Elders was a guest on the Mythic Masculine podcast (Dec 21) where she spoke about her drawing ‘Dionysus’ and how she invokes the gods she draws forth through her bodywork, movement and spiritual praxis. She runs a course through The Blackthorn School called ‘Somatic Sorcery’ in which she teaches somatic techniques for enhanced creativity, inspiration and intentionally working with flow states.
Her paper “See Yourself Through These Hands: The moving body as a portal to spirit possession. Working with ancient ritual technologies to create portraits of spirits, gods and mythic beings” was published in the peer-reviewed academic journal Dance, Movement & Spiritualities (Intellect, March 23).
Elders’ signed and editioned prints have been hugely successful and are in private collections worldwide. She is currently working towards her first solo exhibition of her original works: ‘The Deathless Gods’.
ARTIST'S STATEMENT
My creative praxis combines deep somatic movement and trance work with ancient sorcerous technologies such as those found in the 2000 year old Greek Magical Papyri. I work with these embodied processes in and with wild nature places to facilitate visionary states which are recorded through poetic writings, and subsequently expressed in my highly detailed pencil drawings of the ancient gods and mythic beings I’m working with.

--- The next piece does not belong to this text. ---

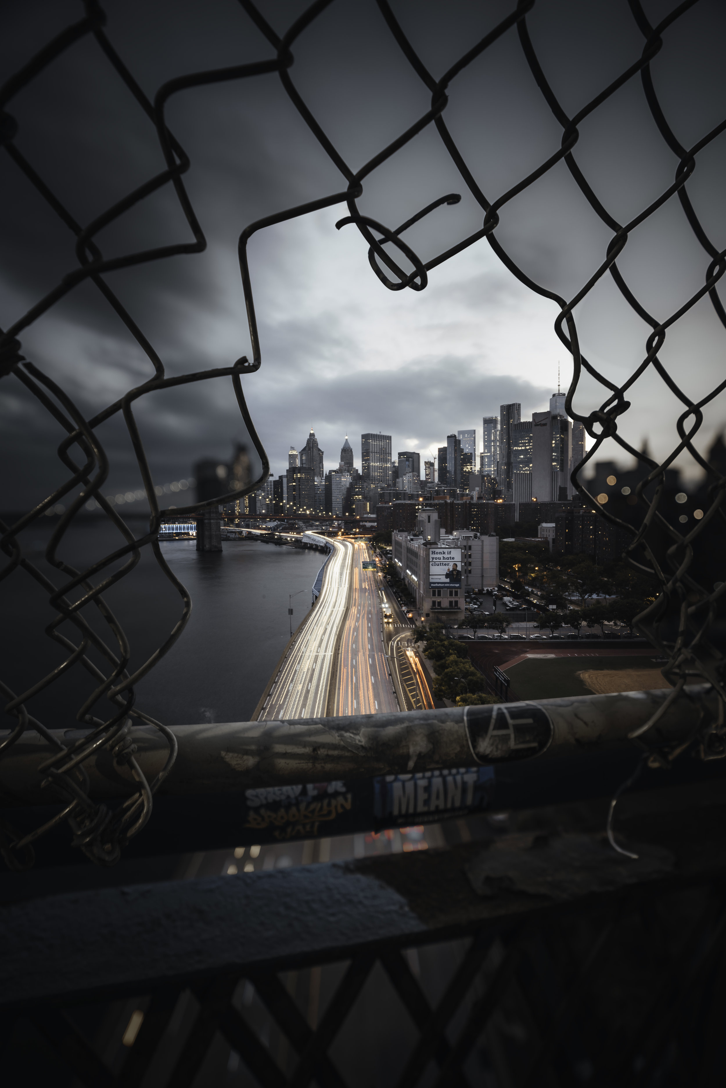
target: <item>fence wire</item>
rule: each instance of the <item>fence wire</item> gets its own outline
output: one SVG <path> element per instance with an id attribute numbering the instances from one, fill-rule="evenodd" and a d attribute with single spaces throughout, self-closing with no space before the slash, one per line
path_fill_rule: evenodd
<path id="1" fill-rule="evenodd" d="M 592 503 L 599 510 L 601 517 L 631 534 L 632 541 L 627 548 L 630 564 L 638 570 L 655 574 L 662 588 L 657 599 L 638 617 L 637 626 L 653 645 L 667 657 L 667 665 L 663 671 L 674 687 L 668 703 L 664 704 L 662 712 L 659 712 L 659 715 L 637 730 L 632 734 L 632 739 L 647 750 L 651 762 L 667 765 L 682 750 L 682 745 L 677 750 L 668 751 L 662 745 L 652 743 L 651 739 L 657 734 L 656 726 L 660 714 L 664 713 L 674 700 L 688 697 L 688 694 L 684 692 L 686 683 L 706 681 L 716 691 L 721 709 L 713 720 L 701 722 L 691 745 L 698 749 L 703 758 L 723 756 L 726 754 L 723 714 L 724 701 L 726 700 L 723 683 L 724 658 L 719 648 L 710 639 L 709 632 L 716 616 L 718 602 L 726 592 L 726 581 L 717 583 L 715 589 L 702 585 L 697 577 L 698 572 L 694 570 L 693 556 L 694 544 L 711 522 L 716 522 L 718 529 L 723 529 L 722 504 L 726 478 L 699 454 L 693 445 L 693 440 L 703 422 L 703 409 L 726 388 L 726 381 L 718 384 L 700 400 L 694 401 L 659 358 L 659 351 L 663 348 L 668 331 L 706 295 L 718 321 L 723 326 L 726 326 L 726 312 L 717 293 L 717 284 L 726 267 L 724 263 L 726 250 L 719 250 L 710 238 L 697 217 L 687 189 L 687 183 L 693 174 L 698 156 L 721 135 L 726 127 L 726 121 L 712 128 L 692 147 L 682 147 L 670 127 L 651 76 L 651 63 L 662 50 L 667 49 L 668 42 L 674 40 L 674 36 L 677 37 L 679 21 L 694 7 L 698 0 L 686 0 L 686 2 L 680 3 L 657 26 L 651 25 L 639 0 L 629 0 L 630 14 L 642 36 L 640 54 L 633 55 L 632 62 L 617 78 L 604 86 L 574 116 L 568 115 L 547 82 L 529 35 L 527 17 L 534 8 L 536 0 L 520 0 L 499 25 L 462 55 L 448 71 L 438 77 L 428 71 L 413 48 L 391 5 L 386 0 L 378 0 L 382 28 L 386 27 L 387 33 L 397 44 L 402 64 L 409 65 L 430 91 L 431 103 L 430 109 L 415 124 L 402 132 L 393 143 L 381 148 L 370 161 L 358 170 L 353 170 L 334 147 L 306 104 L 292 76 L 295 59 L 294 47 L 330 7 L 332 0 L 318 0 L 311 4 L 282 37 L 272 29 L 260 11 L 249 0 L 239 0 L 239 2 L 248 18 L 269 42 L 270 55 L 267 60 L 206 72 L 194 72 L 171 79 L 159 87 L 153 100 L 151 100 L 145 95 L 134 74 L 114 48 L 111 37 L 107 35 L 107 16 L 102 7 L 95 0 L 86 0 L 83 5 L 83 18 L 50 39 L 39 52 L 28 59 L 8 79 L 0 91 L 0 107 L 3 111 L 0 116 L 0 141 L 4 152 L 24 176 L 27 185 L 40 195 L 67 231 L 74 235 L 77 258 L 77 268 L 65 274 L 45 297 L 40 298 L 15 321 L 0 339 L 0 376 L 22 383 L 25 390 L 37 398 L 49 416 L 66 432 L 66 437 L 58 448 L 58 457 L 67 472 L 65 481 L 60 486 L 24 514 L 14 524 L 0 524 L 3 534 L 1 546 L 7 557 L 1 577 L 7 578 L 10 574 L 15 574 L 16 577 L 29 578 L 45 591 L 56 611 L 56 617 L 46 629 L 46 634 L 60 645 L 65 654 L 61 665 L 37 679 L 26 691 L 14 692 L 4 683 L 0 684 L 8 701 L 4 707 L 5 714 L 16 719 L 14 727 L 0 743 L 0 755 L 7 755 L 26 729 L 40 732 L 49 745 L 48 759 L 41 768 L 45 776 L 44 786 L 48 789 L 49 802 L 61 802 L 62 804 L 61 811 L 53 819 L 23 838 L 15 834 L 7 824 L 2 825 L 0 846 L 7 863 L 14 868 L 32 865 L 33 842 L 50 828 L 65 820 L 70 826 L 74 845 L 84 851 L 94 862 L 104 865 L 113 864 L 119 858 L 124 844 L 137 834 L 149 819 L 153 793 L 173 768 L 175 742 L 172 733 L 162 722 L 149 717 L 136 705 L 135 688 L 181 636 L 188 620 L 190 601 L 187 591 L 165 562 L 159 547 L 160 526 L 164 518 L 169 517 L 169 511 L 159 505 L 158 491 L 160 489 L 158 486 L 155 489 L 155 481 L 135 419 L 136 401 L 149 393 L 168 390 L 172 386 L 216 379 L 231 380 L 242 419 L 261 459 L 262 470 L 259 479 L 248 486 L 219 496 L 213 502 L 214 504 L 234 502 L 255 491 L 267 479 L 269 462 L 250 419 L 242 384 L 243 376 L 254 374 L 259 370 L 262 361 L 253 286 L 247 263 L 247 242 L 253 234 L 267 226 L 335 205 L 342 205 L 346 209 L 346 214 L 339 220 L 336 226 L 342 228 L 346 225 L 353 225 L 360 232 L 369 246 L 370 267 L 381 283 L 390 290 L 403 290 L 404 288 L 423 290 L 428 283 L 428 275 L 433 269 L 462 252 L 468 246 L 485 239 L 503 264 L 522 284 L 557 304 L 559 313 L 555 321 L 555 331 L 570 353 L 574 364 L 573 380 L 566 396 L 566 410 L 573 420 L 585 424 L 588 434 L 593 440 L 585 462 L 577 470 L 577 477 L 574 473 L 573 483 L 582 498 Z M 484 195 L 475 176 L 473 169 L 467 163 L 457 147 L 446 125 L 445 115 L 450 96 L 456 95 L 457 79 L 462 73 L 472 64 L 485 63 L 487 50 L 504 36 L 516 36 L 529 72 L 552 115 L 562 127 L 562 138 L 559 146 L 553 148 L 552 153 L 536 170 L 521 177 L 507 191 L 491 199 Z M 52 66 L 59 58 L 72 52 L 79 42 L 87 40 L 95 42 L 106 64 L 115 73 L 118 79 L 135 100 L 136 108 L 146 115 L 149 125 L 153 126 L 165 161 L 165 170 L 149 177 L 144 184 L 127 193 L 123 199 L 84 225 L 77 222 L 64 207 L 53 189 L 53 180 L 41 176 L 33 162 L 19 149 L 15 144 L 17 124 L 9 109 L 13 100 L 22 96 L 34 81 Z M 133 314 L 109 286 L 107 274 L 150 261 L 182 256 L 190 257 L 201 252 L 206 247 L 202 227 L 184 184 L 184 175 L 189 170 L 190 160 L 167 123 L 168 103 L 173 96 L 194 94 L 194 90 L 199 87 L 223 82 L 249 81 L 275 72 L 300 119 L 340 171 L 343 180 L 341 189 L 298 207 L 268 215 L 250 224 L 242 233 L 238 245 L 239 267 L 253 347 L 251 361 L 243 357 L 230 367 L 167 376 L 158 351 L 137 325 Z M 642 208 L 630 222 L 620 223 L 596 195 L 596 181 L 589 180 L 578 165 L 575 150 L 580 129 L 588 120 L 620 88 L 636 81 L 640 81 L 651 116 L 665 145 L 676 156 L 678 165 L 673 182 L 663 189 L 657 198 Z M 450 193 L 441 196 L 418 211 L 411 209 L 410 218 L 395 228 L 367 215 L 360 209 L 359 202 L 364 196 L 366 180 L 396 152 L 415 140 L 419 134 L 431 127 L 439 134 L 464 186 L 479 203 L 483 212 L 483 220 L 481 227 L 475 233 L 457 240 L 452 239 L 453 244 L 443 252 L 431 260 L 423 261 L 406 243 L 403 235 L 409 227 L 441 205 L 458 202 L 460 200 L 459 194 Z M 610 242 L 602 256 L 602 263 L 594 274 L 582 284 L 577 294 L 569 299 L 561 297 L 543 284 L 536 283 L 517 264 L 496 236 L 502 217 L 507 212 L 507 205 L 561 162 L 565 163 L 571 178 L 588 201 L 593 215 L 611 232 Z M 124 215 L 127 215 L 134 208 L 151 198 L 160 189 L 169 187 L 175 194 L 179 208 L 192 232 L 193 240 L 143 249 L 137 252 L 104 256 L 96 240 L 99 232 L 122 220 Z M 667 201 L 678 201 L 686 222 L 704 252 L 704 282 L 703 286 L 674 313 L 667 318 L 657 319 L 636 297 L 633 289 L 628 285 L 618 268 L 617 260 L 633 232 L 641 227 Z M 396 251 L 401 256 L 396 257 Z M 398 261 L 404 258 L 413 265 L 413 271 L 406 272 L 401 267 Z M 605 276 L 612 277 L 628 306 L 652 330 L 648 336 L 645 356 L 642 362 L 622 385 L 614 384 L 585 358 L 580 350 L 574 316 L 576 307 Z M 90 419 L 84 417 L 58 382 L 42 372 L 33 360 L 25 358 L 22 344 L 23 333 L 34 322 L 76 287 L 85 284 L 86 281 L 90 281 L 103 295 L 149 361 L 149 378 L 145 382 L 130 388 L 122 397 Z M 635 449 L 618 432 L 618 419 L 629 407 L 626 399 L 628 391 L 645 371 L 657 374 L 682 405 L 682 412 L 677 423 L 677 442 L 668 457 L 661 462 L 650 458 L 647 453 Z M 575 397 L 583 372 L 594 379 L 604 390 L 604 400 L 600 408 L 588 415 L 579 413 L 575 406 Z M 99 440 L 98 428 L 118 415 L 123 417 L 133 444 L 149 505 L 149 528 L 140 536 L 133 533 L 121 517 L 119 509 L 109 503 L 102 493 L 104 481 L 109 474 L 109 460 Z M 607 440 L 616 442 L 644 467 L 645 475 L 637 489 L 637 499 L 641 512 L 638 526 L 630 526 L 618 519 L 611 510 L 605 509 L 596 502 L 595 496 L 589 494 L 579 479 L 585 465 L 598 455 L 601 446 Z M 710 505 L 704 511 L 704 517 L 687 531 L 672 523 L 663 509 L 666 470 L 684 453 L 689 454 L 706 473 L 710 496 Z M 66 499 L 67 507 L 60 517 L 46 551 L 47 561 L 58 572 L 56 580 L 51 581 L 23 553 L 19 536 L 63 498 Z M 124 543 L 91 566 L 76 569 L 60 559 L 58 551 L 70 527 L 90 500 L 98 504 L 103 516 L 120 533 Z M 176 507 L 173 510 L 173 517 L 185 519 L 210 505 L 212 504 L 197 503 Z M 652 544 L 655 529 L 662 534 L 664 533 L 667 539 L 668 546 L 664 554 L 659 553 Z M 179 593 L 182 609 L 181 618 L 170 631 L 167 640 L 140 667 L 130 671 L 131 647 L 121 625 L 106 601 L 104 594 L 136 567 L 141 548 L 145 547 L 153 553 L 159 568 Z M 122 560 L 121 566 L 118 566 L 120 560 Z M 116 567 L 118 569 L 115 569 Z M 87 617 L 91 610 L 95 610 L 104 623 L 104 638 L 101 638 L 88 621 Z M 75 631 L 73 638 L 61 631 L 63 625 L 69 623 Z M 96 652 L 94 656 L 100 655 L 102 657 L 106 663 L 104 668 L 95 664 L 91 658 L 93 652 Z M 34 696 L 56 683 L 70 669 L 85 669 L 93 678 L 95 688 L 83 705 L 75 710 L 78 722 L 90 727 L 90 731 L 86 732 L 82 739 L 63 744 L 48 731 L 42 722 L 32 716 L 28 705 Z M 165 766 L 152 781 L 147 781 L 144 778 L 134 757 L 134 744 L 128 737 L 128 729 L 134 720 L 155 726 L 169 744 Z M 114 809 L 91 801 L 84 772 L 84 762 L 102 747 L 110 750 L 119 764 L 127 764 L 131 767 L 137 783 L 136 792 L 124 804 Z"/>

The drawings are both an homage to the gods, and an offering, in which I invite them to dwell. I am giving them a new embodied form through which they may continue to live and breathe in this world.

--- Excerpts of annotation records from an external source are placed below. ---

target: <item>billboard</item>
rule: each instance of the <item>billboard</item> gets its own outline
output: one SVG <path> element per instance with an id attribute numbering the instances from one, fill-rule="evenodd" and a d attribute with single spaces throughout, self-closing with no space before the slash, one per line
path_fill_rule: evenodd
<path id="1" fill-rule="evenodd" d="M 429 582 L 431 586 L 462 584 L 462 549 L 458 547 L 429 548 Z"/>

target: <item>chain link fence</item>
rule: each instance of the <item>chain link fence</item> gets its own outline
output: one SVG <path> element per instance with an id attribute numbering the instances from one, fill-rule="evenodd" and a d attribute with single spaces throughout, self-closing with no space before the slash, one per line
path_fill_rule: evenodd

I’m fascinated by the nature of creative inspiration, that leads me to consider whether what is present in any great work of art is an indwelling animate force; a spirit or god, that lives on throughout the ages.
Working with this question, I’m compelled deeper into this intersection of movement, creativity and spirituality, and my life seems to become illuminated from within. Even as we all move through increasingly difficult times, we must continue to let ourselves be danced by something greater; especially for all those who can not. We must continually open the seams to allow the movement of some vast majesty that we may never comprehend. Then we become a living work of art. Our lives become a ritual offering of beauty.